Scientists spur growth of adult brain stem cells
Research in mice shows technique to give body's own cells a kick-start
Researchers have found a way to spur the growth of neural stem cells in the brains of adult mice with an eye toward harnessing the brain’s innate capacity for repair to help people with diseases such as Alzheimer’s.
Determining how these stem cells can be deployed to replace cells in mice whose brains are damaged in ways resembling Parkinson’s disease, Alzheimer’s disease and multiple sclerosis in people is the next key step, researchers said.
The study, appearing Tuesday in the Journal of Neuroscience, provides a fresh example of the potential for using so-called adult stem cells to treat illness by replacing cells damaged by disease or injury.
But Paul Patterson of the California Institute of Technology, senior author of the study, said it is important for scientists to continue to study embryonic stem cells as well.
Patterson and colleague Sylvian Bauer injected a natural protein from the body — leukemia inhibitory factor, or LIF — into a part of the brain of adult mice where stem cells reside. This fostered the production of up to six times the usual count of adult neural stem cells.
Using a person’s own cells, rather than foreign cells, in future regenerative therapies avoids the transplantation of stem cells that the body’s immune system might reject.

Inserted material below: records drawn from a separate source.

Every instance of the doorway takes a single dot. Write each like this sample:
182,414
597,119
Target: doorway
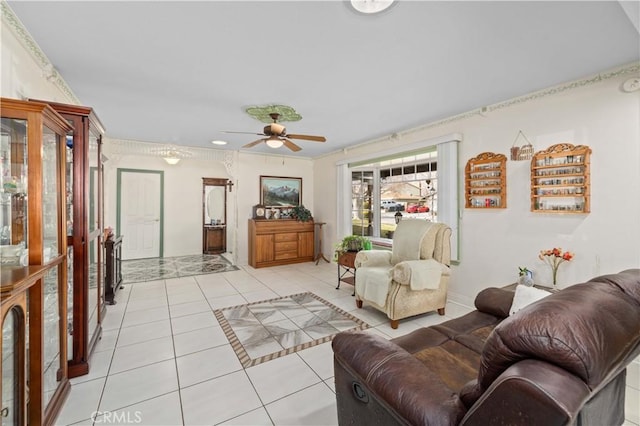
140,215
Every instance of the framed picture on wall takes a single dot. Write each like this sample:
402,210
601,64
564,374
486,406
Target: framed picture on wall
277,191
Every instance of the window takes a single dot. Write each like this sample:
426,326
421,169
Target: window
405,186
420,181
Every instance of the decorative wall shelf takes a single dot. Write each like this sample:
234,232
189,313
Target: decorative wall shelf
486,182
560,179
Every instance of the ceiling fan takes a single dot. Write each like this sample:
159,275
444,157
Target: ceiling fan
276,136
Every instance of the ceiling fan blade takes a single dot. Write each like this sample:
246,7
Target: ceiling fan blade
308,137
243,133
291,145
254,143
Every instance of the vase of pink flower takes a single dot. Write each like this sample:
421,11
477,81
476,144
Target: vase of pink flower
554,258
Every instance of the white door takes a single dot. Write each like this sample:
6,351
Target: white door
140,213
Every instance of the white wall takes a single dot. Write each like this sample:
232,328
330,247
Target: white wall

While this study involved mice, the researchers noted that human adults also harbor neural stem cells in their brains. The brains of neurodegenerative disease patients appear to try to marshal their own neural stem cells to replace dying cells, but not in the numbers sufficient to do the job.
'Kick it in the pants'
“The adult brain does try to repair itself by stimulating its own neural stem cells. But obviously it’s not enough. So what we’re trying to do here is kick it in the pants and increase the number of neural stem cells,” Patterson said in an interview.
Stem cells are a kind of master cell for the body, producing various tissue and cell types. If researchers can figure out how to control them and direct them into changing into specific types as needed, stem cells might be able to replace tissue harmed by illness or injury.
Those taken from days-old embryos are especially malleable, and can produce any cell or tissue found in the body, but so-called adult stem cells also have shown promise.
Some people oppose as unethical the use of cells from human embryos in research, arguing that good research can be done using adult stem cells. Scientists are trying to develop potential treatments using both kinds of cells.
Patterson said possible human therapies related to his research remain years away. He emphasized the importance of scientists pursuing work on adult and embryonic stem cells as they try to realize the potential of regenerative therapies.
“My own feeling is that lots of different approaches should be tried simultaneously because we don’t know which ones are going to be the most successful. So we have to push on all fronts,” Patterson said.